La nuit dernière également, les forces yéménites ont tiré un missile à moyenne portée depuis le nord du Yémen vers l’aéroport de Riyad. Le tir bien ciblé de 1 000 kilomètres (660 milles) est impressionnant et sans précédent. La défense antiaérienne saoudienne près de l’aéroport, le système américain Patriot piloté par une entreprise privée, a lancé quatre missiles pour intercepter le missile yéménite (vidéo). Les Saoudiens affirment que l’un de leurs missiles a touché la cible. On a vu une colonne de fumée sur l’aéroport (vidéo). Il n’est pas possible de dire si la fumée a été causée par le missile original ou par son interception.

C’est un choc pour beaucoup de  Saoudiens de s’apercevoir que la capitale saoudienne peut être touchée.
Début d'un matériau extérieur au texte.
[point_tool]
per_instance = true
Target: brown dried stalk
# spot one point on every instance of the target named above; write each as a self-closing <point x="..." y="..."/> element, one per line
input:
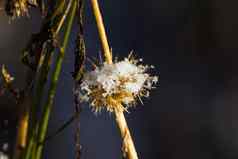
<point x="128" y="148"/>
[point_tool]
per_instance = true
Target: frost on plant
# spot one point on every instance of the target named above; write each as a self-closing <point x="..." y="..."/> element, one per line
<point x="116" y="86"/>
<point x="17" y="8"/>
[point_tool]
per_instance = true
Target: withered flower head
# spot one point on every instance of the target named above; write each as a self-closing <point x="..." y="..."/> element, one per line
<point x="116" y="86"/>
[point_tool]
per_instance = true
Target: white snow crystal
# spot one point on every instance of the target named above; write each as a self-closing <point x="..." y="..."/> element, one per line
<point x="116" y="85"/>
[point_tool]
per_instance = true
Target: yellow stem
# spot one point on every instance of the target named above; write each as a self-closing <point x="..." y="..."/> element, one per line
<point x="101" y="31"/>
<point x="128" y="148"/>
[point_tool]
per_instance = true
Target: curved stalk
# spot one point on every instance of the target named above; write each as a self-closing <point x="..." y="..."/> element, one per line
<point x="55" y="76"/>
<point x="128" y="148"/>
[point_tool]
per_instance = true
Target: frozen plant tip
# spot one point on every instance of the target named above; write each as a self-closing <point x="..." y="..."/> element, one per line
<point x="116" y="86"/>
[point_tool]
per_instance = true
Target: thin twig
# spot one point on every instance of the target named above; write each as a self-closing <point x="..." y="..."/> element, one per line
<point x="101" y="31"/>
<point x="53" y="83"/>
<point x="128" y="148"/>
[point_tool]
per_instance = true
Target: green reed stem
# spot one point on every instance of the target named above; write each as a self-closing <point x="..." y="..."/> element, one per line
<point x="53" y="83"/>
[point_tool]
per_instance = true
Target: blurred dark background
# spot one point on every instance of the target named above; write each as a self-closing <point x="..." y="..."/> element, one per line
<point x="193" y="113"/>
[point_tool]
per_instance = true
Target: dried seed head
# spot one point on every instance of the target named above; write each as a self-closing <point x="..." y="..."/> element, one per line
<point x="116" y="86"/>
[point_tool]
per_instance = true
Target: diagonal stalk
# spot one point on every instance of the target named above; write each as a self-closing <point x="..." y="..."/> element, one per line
<point x="53" y="83"/>
<point x="128" y="148"/>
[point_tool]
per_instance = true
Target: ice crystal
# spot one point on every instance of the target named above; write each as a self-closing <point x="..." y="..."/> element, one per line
<point x="116" y="86"/>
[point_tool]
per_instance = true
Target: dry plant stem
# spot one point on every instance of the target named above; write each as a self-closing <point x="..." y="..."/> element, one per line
<point x="53" y="83"/>
<point x="101" y="31"/>
<point x="22" y="129"/>
<point x="129" y="150"/>
<point x="42" y="72"/>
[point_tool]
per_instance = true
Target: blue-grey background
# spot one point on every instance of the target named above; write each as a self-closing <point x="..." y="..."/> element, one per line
<point x="193" y="113"/>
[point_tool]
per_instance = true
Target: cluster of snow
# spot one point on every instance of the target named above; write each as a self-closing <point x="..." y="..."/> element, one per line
<point x="123" y="77"/>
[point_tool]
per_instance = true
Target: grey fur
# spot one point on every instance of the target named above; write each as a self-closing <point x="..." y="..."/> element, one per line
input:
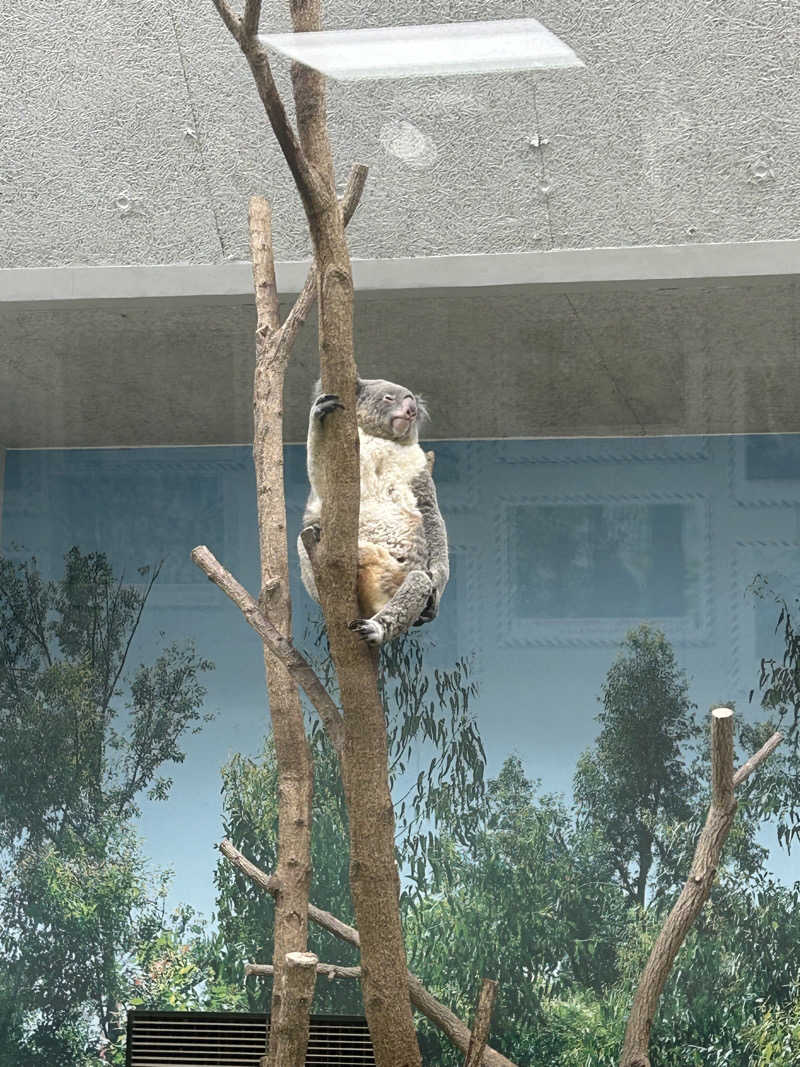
<point x="399" y="510"/>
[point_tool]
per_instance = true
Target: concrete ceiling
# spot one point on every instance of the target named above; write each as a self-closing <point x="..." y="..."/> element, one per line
<point x="494" y="363"/>
<point x="132" y="133"/>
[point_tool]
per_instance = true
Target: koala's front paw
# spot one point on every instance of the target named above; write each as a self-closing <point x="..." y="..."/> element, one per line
<point x="369" y="630"/>
<point x="430" y="611"/>
<point x="324" y="404"/>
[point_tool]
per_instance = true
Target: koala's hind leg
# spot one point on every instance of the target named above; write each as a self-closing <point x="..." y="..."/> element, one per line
<point x="400" y="612"/>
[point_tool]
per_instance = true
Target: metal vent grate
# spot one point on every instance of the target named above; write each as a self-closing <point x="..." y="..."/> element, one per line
<point x="238" y="1039"/>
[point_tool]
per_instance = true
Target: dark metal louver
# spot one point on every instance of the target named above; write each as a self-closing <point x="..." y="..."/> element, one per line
<point x="238" y="1039"/>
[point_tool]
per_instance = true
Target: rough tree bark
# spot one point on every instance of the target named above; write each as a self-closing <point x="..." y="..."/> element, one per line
<point x="374" y="880"/>
<point x="438" y="1014"/>
<point x="698" y="887"/>
<point x="482" y="1022"/>
<point x="297" y="992"/>
<point x="285" y="667"/>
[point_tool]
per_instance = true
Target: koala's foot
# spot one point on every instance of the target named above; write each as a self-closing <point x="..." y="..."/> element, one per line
<point x="371" y="631"/>
<point x="324" y="404"/>
<point x="430" y="611"/>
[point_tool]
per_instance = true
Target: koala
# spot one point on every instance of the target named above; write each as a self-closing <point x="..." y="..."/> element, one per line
<point x="403" y="562"/>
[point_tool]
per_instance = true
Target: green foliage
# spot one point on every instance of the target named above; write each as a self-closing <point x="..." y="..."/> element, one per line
<point x="774" y="1039"/>
<point x="429" y="725"/>
<point x="79" y="742"/>
<point x="635" y="782"/>
<point x="779" y="682"/>
<point x="64" y="762"/>
<point x="530" y="903"/>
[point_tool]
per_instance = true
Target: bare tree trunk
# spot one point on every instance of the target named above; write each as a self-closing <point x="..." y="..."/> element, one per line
<point x="697" y="889"/>
<point x="294" y="765"/>
<point x="438" y="1014"/>
<point x="291" y="1026"/>
<point x="374" y="879"/>
<point x="481" y="1024"/>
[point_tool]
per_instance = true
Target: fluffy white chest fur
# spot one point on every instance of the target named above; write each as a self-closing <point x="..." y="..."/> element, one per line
<point x="388" y="515"/>
<point x="387" y="471"/>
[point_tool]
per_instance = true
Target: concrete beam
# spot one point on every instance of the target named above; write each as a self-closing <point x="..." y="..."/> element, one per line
<point x="229" y="283"/>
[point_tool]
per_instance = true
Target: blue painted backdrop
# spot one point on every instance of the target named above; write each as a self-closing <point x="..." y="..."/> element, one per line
<point x="558" y="548"/>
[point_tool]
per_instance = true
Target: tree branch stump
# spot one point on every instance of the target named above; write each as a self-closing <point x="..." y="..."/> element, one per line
<point x="481" y="1024"/>
<point x="697" y="889"/>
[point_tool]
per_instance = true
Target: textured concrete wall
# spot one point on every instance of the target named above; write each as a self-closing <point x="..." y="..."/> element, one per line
<point x="493" y="364"/>
<point x="132" y="133"/>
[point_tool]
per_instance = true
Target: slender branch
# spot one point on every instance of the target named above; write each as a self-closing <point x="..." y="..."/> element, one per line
<point x="303" y="304"/>
<point x="747" y="768"/>
<point x="312" y="190"/>
<point x="697" y="889"/>
<point x="252" y="17"/>
<point x="330" y="970"/>
<point x="482" y="1023"/>
<point x="232" y="21"/>
<point x="441" y="1016"/>
<point x="280" y="646"/>
<point x="264" y="266"/>
<point x="266" y="881"/>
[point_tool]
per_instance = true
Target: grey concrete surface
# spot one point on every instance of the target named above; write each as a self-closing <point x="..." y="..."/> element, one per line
<point x="493" y="363"/>
<point x="132" y="134"/>
<point x="650" y="266"/>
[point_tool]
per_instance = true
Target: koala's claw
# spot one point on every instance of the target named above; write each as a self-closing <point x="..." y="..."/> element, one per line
<point x="369" y="630"/>
<point x="325" y="403"/>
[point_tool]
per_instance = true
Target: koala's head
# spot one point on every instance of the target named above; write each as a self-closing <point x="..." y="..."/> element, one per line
<point x="386" y="410"/>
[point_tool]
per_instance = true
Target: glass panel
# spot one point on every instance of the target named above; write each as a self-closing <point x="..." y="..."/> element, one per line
<point x="415" y="51"/>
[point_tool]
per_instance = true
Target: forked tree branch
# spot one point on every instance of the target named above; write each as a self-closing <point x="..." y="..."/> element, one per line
<point x="482" y="1022"/>
<point x="298" y="666"/>
<point x="252" y="16"/>
<point x="441" y="1016"/>
<point x="313" y="191"/>
<point x="698" y="887"/>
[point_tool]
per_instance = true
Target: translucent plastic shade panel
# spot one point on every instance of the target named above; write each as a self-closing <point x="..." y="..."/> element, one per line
<point x="416" y="51"/>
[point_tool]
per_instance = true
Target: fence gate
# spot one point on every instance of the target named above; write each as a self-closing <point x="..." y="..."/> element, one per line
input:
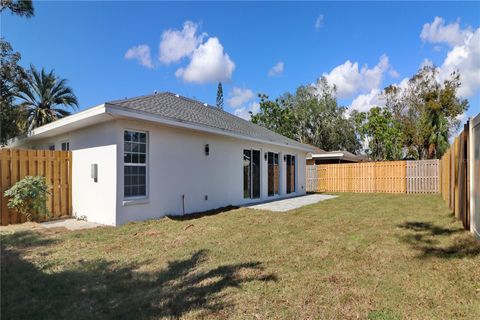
<point x="55" y="166"/>
<point x="423" y="176"/>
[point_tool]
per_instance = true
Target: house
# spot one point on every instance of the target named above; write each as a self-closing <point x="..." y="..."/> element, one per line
<point x="319" y="156"/>
<point x="163" y="154"/>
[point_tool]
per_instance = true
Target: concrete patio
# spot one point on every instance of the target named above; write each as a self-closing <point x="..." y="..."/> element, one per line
<point x="291" y="203"/>
<point x="69" y="224"/>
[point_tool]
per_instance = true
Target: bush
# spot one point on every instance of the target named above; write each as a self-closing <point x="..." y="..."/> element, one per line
<point x="28" y="196"/>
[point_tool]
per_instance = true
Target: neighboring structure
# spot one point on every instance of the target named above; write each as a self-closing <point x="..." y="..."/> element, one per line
<point x="474" y="171"/>
<point x="164" y="154"/>
<point x="320" y="156"/>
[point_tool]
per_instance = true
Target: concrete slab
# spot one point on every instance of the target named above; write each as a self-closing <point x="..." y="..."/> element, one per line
<point x="70" y="224"/>
<point x="291" y="203"/>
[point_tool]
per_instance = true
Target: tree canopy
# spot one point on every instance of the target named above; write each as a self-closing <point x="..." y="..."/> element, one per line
<point x="18" y="7"/>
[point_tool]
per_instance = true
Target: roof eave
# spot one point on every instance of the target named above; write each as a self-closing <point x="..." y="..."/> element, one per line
<point x="140" y="115"/>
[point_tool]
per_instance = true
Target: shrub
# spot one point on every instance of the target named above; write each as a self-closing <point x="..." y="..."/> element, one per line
<point x="28" y="196"/>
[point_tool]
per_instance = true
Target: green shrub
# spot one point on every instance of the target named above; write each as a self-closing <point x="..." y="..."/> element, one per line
<point x="29" y="196"/>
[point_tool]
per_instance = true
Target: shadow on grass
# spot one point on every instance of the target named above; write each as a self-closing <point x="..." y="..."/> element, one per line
<point x="198" y="215"/>
<point x="104" y="289"/>
<point x="425" y="237"/>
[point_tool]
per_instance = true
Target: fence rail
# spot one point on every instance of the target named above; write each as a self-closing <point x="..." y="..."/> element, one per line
<point x="383" y="177"/>
<point x="55" y="166"/>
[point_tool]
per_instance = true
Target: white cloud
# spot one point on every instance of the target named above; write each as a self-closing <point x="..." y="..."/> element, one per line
<point x="177" y="44"/>
<point x="209" y="63"/>
<point x="426" y="63"/>
<point x="466" y="59"/>
<point x="277" y="69"/>
<point x="350" y="79"/>
<point x="393" y="73"/>
<point x="239" y="96"/>
<point x="463" y="56"/>
<point x="244" y="112"/>
<point x="438" y="32"/>
<point x="319" y="22"/>
<point x="141" y="53"/>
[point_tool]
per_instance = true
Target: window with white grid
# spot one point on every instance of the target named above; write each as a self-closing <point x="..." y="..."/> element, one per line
<point x="135" y="164"/>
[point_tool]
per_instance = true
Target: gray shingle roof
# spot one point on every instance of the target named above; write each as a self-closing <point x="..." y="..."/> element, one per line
<point x="175" y="107"/>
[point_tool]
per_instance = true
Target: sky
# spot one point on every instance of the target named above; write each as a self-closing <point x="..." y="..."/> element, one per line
<point x="113" y="50"/>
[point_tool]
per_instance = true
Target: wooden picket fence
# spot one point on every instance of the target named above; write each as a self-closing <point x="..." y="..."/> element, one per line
<point x="383" y="177"/>
<point x="55" y="166"/>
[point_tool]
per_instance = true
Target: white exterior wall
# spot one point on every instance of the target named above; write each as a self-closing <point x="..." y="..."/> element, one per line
<point x="177" y="165"/>
<point x="96" y="201"/>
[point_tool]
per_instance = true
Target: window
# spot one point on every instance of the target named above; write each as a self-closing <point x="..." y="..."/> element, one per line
<point x="290" y="173"/>
<point x="135" y="164"/>
<point x="251" y="174"/>
<point x="273" y="173"/>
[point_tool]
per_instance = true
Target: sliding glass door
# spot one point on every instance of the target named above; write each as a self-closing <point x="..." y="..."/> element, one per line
<point x="251" y="174"/>
<point x="290" y="173"/>
<point x="273" y="173"/>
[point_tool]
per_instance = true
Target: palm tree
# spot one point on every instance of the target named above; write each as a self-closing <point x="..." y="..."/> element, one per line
<point x="45" y="97"/>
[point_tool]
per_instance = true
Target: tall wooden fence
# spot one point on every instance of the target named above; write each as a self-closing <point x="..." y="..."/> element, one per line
<point x="460" y="172"/>
<point x="383" y="177"/>
<point x="55" y="166"/>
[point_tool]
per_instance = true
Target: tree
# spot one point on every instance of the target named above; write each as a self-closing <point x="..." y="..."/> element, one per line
<point x="275" y="115"/>
<point x="320" y="121"/>
<point x="427" y="110"/>
<point x="19" y="7"/>
<point x="382" y="134"/>
<point x="312" y="116"/>
<point x="220" y="96"/>
<point x="12" y="118"/>
<point x="45" y="97"/>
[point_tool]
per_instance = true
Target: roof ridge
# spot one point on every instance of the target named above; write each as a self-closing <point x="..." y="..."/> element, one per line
<point x="219" y="113"/>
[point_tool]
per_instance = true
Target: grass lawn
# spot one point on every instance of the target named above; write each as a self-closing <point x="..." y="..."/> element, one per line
<point x="366" y="256"/>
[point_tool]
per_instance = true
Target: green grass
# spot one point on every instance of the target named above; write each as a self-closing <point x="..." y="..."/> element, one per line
<point x="366" y="256"/>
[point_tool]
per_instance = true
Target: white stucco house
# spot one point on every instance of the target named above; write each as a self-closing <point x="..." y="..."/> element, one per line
<point x="163" y="154"/>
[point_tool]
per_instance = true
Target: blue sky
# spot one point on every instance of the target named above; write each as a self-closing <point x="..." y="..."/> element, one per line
<point x="111" y="50"/>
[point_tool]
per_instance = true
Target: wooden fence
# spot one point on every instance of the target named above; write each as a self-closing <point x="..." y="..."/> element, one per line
<point x="383" y="177"/>
<point x="55" y="166"/>
<point x="460" y="167"/>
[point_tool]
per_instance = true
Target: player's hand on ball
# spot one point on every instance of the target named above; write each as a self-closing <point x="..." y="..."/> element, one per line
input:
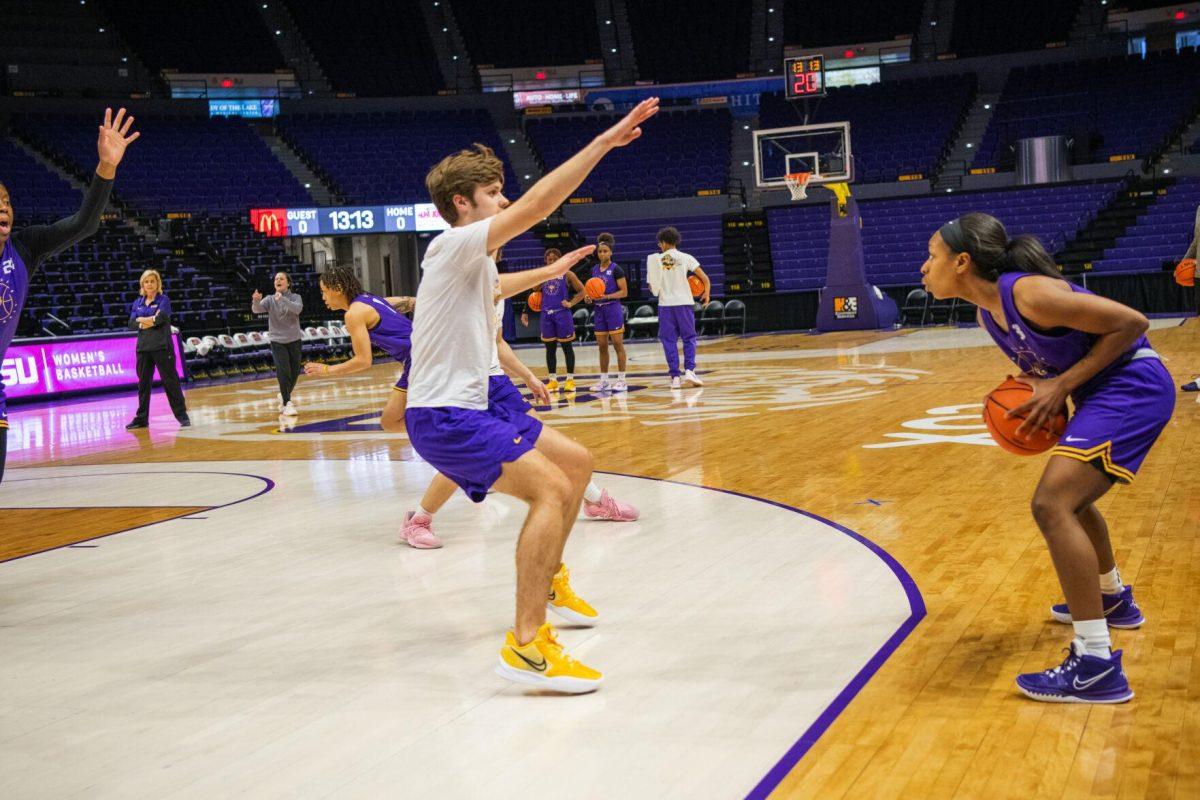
<point x="1049" y="401"/>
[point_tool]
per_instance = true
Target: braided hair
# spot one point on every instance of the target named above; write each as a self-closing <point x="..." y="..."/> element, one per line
<point x="342" y="278"/>
<point x="984" y="239"/>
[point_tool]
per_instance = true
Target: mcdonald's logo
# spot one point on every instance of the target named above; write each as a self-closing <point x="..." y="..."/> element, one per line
<point x="269" y="222"/>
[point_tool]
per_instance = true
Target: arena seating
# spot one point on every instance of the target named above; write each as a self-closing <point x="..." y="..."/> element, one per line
<point x="383" y="157"/>
<point x="1161" y="236"/>
<point x="193" y="163"/>
<point x="683" y="152"/>
<point x="895" y="232"/>
<point x="1110" y="107"/>
<point x="897" y="128"/>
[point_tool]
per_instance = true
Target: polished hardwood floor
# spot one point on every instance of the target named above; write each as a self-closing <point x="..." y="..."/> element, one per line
<point x="876" y="432"/>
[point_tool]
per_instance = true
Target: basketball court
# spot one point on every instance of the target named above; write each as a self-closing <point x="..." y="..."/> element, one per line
<point x="833" y="582"/>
Cela décourage aussi l’investissement en Arabie saoudite.

Les missiles yéménites, lancés par l’ancienne armée du Yémen dirigée par l’ancien président Saleh, pourraient venir d’Iran. Mais ils pourraient aussi être de vieux missiles que le Yémen a achetés il y a des décennies. Les Saoudiens vont certainement accuser l’Iran sans expliquer comment de pareils missiles pourraient être passés en contrebande malgré le blocus serré qu’ils maintiennent autour du pays tenu par la résistance.

Le lancement des missiles n’a sans doute  pas de lien avec la démission de Hariri, ni la purge à Riyad. Il faut des jours aux Yéménites pour préparer un tel missile et son lancement. Il a été lancé probablement en représailles à l’attaque aérienne saoudienne dévastatrice de mercredi sur un marché ouvert dans la province du Yémen, au nord de Saada. Selon des sources yéménites, plus de 60 personnes ont été tuées. Après le lancement du missile sur Riyad, les avions saoudiens ont de nouveau bombardé la capitale yéménite Sanaa.

Depuis que l’incapable roi Salman est sur le trône de Riyad, son fils sans foi ni loi de 32 ans, Mohammad bin Salman, a pris le contrôle de toutes les institutions d’Arabie saoudite. Les Saoudiens ont lancé une guerre contre le Yémen sans défense et ont soutenu Al-Qaïda, l’EI et d’autres « rebelles » contre les gouvernements irakien et syrien. Il a divisé le Conseil de coopération du Golfe en attaquant le Qatar. Maintenant qu’il est dans une impasse au Yémen et au Qatar et qu’il a été vaincu en Irak et en Syrie, il s’attaque au Hezbollah libanais. Aucune de ces initiatives meurtrières n’a atteint son objectif, à savoir diminuer l’influence de l’Iran qu’il considère comme son pire ennemi. Au contraire, tout ce qu’il a fait a aidé l’Iran à consolider sa position.

La situation financière de l’État saoudien est catastrophique. Sous les applaudissements de la claque occidentale Bin Salman a annoncé la libération économique, sociale et religieuse de l’Arabie saoudite. Mais peu pour ne pas dire aucune de ces grandes promesses n’ont été tenues.

On peut attribuer la purge d’hier à la panique. Tous les efforts de Bin Salman ont échoué. Le tir yéménite réussi sur l’aéroport de Riyad ne fait que souligner ses échecs. Il est sous pression mais incapable d’obtenir le moindre résultat positif. La résistance interne contre lui grandit.

Quand Hitler a lancé la Nuit des Longs Couteaux contre les socialistes de son parti, son pouvoir politique était sur la courbe ascendante. Le pays était en paix, sa position internationale s’affirmait, l’économie était en plein essor et la majorité du peuple le soutenait. Le remake de Bin Salman de cette nuit se produit alors que ses initiatives échouent l’une après l’autre. Il est peu probable que sa dernière initiative pour consolider son pouvoir soit davantage couronnée de succès.